Santo Estêvão, primeiro mártir

    A liturgia da Igreja é sempre pedagógica. Nada é colocado ao acaso no calendário litúrgico. Celebrar Santo Estêvão imediatamente após a Solenidade do Natal do Senhor não é apenas uma coincidência histórica, mas uma profunda catequese espiritual. Ontem contemplávamos o Verbo feito carne, reclinado numa manjedoura; hoje, a Igreja nos apresenta um homem que entrega a própria vida por esse mesmo Verbo. O contraste é forte, mas profundamente verdadeiro: o Deus que nasce por amor encontra, já nos primeiros passos da Igreja, o testemunho de quem morre por amor a Ele.

    A primeira leitura, (At 6,8–10; 7,54–59), oferece-nos uma das páginas mais densas do Novo Testamento. Estêvão é descrito como “cheio de graça e poder” (At 6,8). Não se trata aqui de poder humano, político ou militar, mas da força que brota da intimidade com Deus. A graça não o isenta do conflito; ao contrário, o coloca no centro dele. A fé autêntica não nos afasta das tensões da história, mas nos insere nelas com a luz do Evangelho.

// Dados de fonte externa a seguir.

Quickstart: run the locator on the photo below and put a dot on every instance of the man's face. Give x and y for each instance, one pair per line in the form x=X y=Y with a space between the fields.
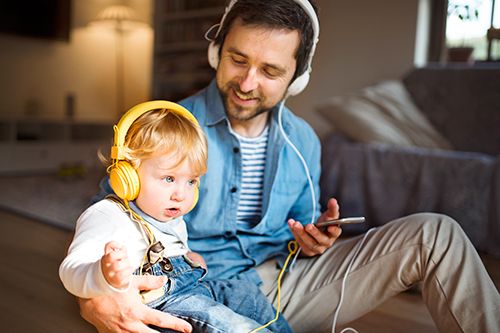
x=255 y=69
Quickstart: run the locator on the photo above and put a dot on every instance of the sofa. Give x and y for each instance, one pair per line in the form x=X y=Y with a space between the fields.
x=426 y=142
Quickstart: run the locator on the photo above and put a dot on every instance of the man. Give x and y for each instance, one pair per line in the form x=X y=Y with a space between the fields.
x=246 y=216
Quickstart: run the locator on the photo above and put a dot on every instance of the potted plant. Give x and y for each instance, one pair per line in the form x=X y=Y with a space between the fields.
x=465 y=12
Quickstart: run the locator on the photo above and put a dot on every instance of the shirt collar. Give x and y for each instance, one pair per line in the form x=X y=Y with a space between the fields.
x=214 y=103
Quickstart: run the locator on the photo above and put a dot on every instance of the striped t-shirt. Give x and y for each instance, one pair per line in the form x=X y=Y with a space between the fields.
x=253 y=156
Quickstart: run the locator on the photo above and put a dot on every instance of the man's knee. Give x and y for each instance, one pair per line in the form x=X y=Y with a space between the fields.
x=437 y=228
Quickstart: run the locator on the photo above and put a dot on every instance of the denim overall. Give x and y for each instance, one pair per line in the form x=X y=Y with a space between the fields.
x=229 y=306
x=211 y=306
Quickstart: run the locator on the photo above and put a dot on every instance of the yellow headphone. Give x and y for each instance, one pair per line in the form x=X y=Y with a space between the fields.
x=123 y=177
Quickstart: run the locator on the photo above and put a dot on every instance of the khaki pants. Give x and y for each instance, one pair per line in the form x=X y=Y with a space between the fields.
x=427 y=248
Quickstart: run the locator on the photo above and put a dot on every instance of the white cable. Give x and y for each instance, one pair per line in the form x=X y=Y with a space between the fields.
x=308 y=174
x=344 y=283
x=306 y=169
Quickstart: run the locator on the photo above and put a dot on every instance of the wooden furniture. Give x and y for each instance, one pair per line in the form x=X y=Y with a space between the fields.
x=492 y=35
x=180 y=65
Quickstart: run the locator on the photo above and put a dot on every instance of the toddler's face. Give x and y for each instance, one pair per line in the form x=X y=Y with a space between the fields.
x=167 y=190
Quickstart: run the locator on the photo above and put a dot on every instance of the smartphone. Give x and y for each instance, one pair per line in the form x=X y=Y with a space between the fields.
x=345 y=220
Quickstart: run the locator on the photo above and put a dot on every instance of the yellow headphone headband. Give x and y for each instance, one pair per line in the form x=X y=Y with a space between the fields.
x=135 y=112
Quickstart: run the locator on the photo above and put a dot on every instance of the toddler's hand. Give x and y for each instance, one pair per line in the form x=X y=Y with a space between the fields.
x=115 y=265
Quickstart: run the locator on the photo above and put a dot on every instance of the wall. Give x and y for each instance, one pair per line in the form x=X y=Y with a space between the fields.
x=361 y=42
x=38 y=74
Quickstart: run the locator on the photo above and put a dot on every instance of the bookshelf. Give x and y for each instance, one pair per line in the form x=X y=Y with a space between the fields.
x=180 y=65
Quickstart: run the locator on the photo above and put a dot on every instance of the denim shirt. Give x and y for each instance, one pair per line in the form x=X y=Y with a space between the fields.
x=212 y=226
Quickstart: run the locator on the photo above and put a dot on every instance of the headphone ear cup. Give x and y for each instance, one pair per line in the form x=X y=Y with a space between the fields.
x=298 y=84
x=213 y=55
x=124 y=181
x=196 y=196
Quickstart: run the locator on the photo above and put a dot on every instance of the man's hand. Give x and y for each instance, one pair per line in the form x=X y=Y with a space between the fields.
x=312 y=240
x=125 y=313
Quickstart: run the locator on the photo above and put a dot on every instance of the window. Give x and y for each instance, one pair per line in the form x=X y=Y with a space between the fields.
x=467 y=25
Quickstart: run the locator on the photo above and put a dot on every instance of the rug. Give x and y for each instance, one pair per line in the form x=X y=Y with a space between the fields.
x=54 y=199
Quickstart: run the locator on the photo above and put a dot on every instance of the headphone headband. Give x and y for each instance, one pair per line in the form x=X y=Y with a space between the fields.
x=135 y=112
x=302 y=80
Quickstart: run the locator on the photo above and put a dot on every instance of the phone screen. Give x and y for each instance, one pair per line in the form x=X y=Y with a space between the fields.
x=345 y=220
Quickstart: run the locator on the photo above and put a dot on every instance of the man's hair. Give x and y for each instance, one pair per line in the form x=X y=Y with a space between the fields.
x=275 y=14
x=162 y=131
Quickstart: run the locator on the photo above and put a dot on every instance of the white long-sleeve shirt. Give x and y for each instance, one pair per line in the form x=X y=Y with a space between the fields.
x=80 y=271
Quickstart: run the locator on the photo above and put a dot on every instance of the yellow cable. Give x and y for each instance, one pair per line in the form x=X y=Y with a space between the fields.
x=292 y=249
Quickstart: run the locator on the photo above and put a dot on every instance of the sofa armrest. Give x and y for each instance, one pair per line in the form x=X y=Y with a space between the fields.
x=383 y=182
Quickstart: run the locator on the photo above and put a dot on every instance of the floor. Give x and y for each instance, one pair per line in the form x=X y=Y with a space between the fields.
x=33 y=299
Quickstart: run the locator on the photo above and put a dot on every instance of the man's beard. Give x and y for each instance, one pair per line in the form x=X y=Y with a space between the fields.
x=238 y=112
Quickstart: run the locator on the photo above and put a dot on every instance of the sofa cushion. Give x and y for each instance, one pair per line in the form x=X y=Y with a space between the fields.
x=461 y=102
x=383 y=113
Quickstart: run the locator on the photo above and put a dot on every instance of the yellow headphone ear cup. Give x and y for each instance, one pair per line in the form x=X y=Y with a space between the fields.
x=196 y=196
x=124 y=180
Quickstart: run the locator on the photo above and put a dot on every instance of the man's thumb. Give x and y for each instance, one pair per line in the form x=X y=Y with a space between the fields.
x=148 y=282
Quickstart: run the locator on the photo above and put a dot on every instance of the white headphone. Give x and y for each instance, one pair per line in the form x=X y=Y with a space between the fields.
x=301 y=81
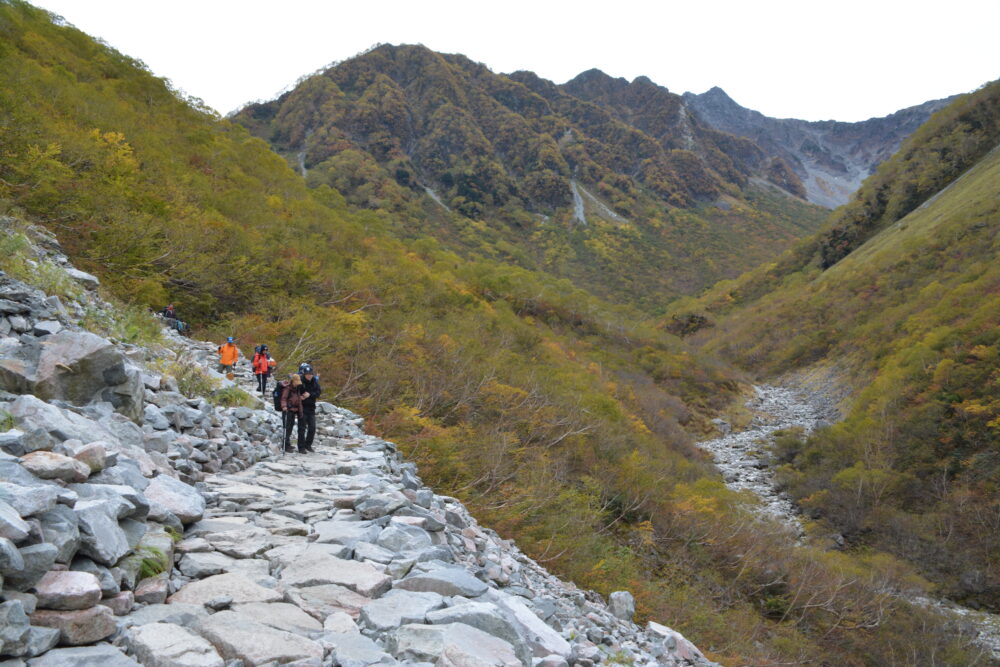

    Estêvão enfrenta homens “incapazes de resistir à sabedoria e ao Espírito com que ele falava” (At 6,10). A reação dos seus acusadores não é o diálogo, mas a violência. Este dado é extremamente atual. Quando a verdade não encontra acolhida, muitas vezes desperta agressividade. O martírio nasce, quase sempre, da incapacidade de escutar aquilo que desinstala. Como afirmou São João Paulo II, “o martírio é a prova suprema da verdade da fé cristã” (Veritatis Splendor, 91).

    O ponto culminante do relato é a visão do céu aberto. Estêvão vê “o Filho do Homem de pé, à direita de Deus” (At 7,56). Esta expressão é teologicamente riquíssima. Normalmente, a Escritura fala do Cristo “sentado” à direita do Pai, em sinal de glória e realeza. Aqui, Ele está de pé. Muitos Padres da Igreja interpretam este detalhe como o Cristo que se levanta para acolher o seu mártir, como um juiz que se ergue para defender o inocente, ou como um irmão que se coloca ao lado daquele que sofre por Ele. Não é um Cristo distante, mas solidário, participante do sofrimento do seu discípulo.

    As últimas palavras de Estêvão ecoam diretamente as palavras de Jesus na cruz. “Senhor Jesus, recebe o meu espírito” (At 7,59) recorda “Pai, em tuas mãos entrego o meu espírito” (Lc 23,46). E “Senhor, não lhes imputes este pecado” (At 7,60) retoma o clamor de Cristo: “Pai, perdoa-lhes, porque não sabem o que fazem” (Lc 23,34). Aqui está o núcleo do martírio cristão: não é apenas morrer por uma causa, mas morrer amando, morrer perdoando, morrer confiando.

    O Salmo responsorial (Sl 30/31) reforça esta atitude espiritual: “Em vossas mãos, Senhor, entrego o meu espírito”. Trata-se de um salmo de confiança absoluta, recitado por quem se sabe ameaçado, mas não abandonado. O mártir não é alguém que despreza a vida; pelo contrário, é alguém que a entrega porque sabe que ela está segura nas mãos de Deus. Como ensina o Catecismo da Igreja Católica, “o martírio é o testemunho supremo da verdade da fé: significa dar testemunho até à morte” (CIC, 2473).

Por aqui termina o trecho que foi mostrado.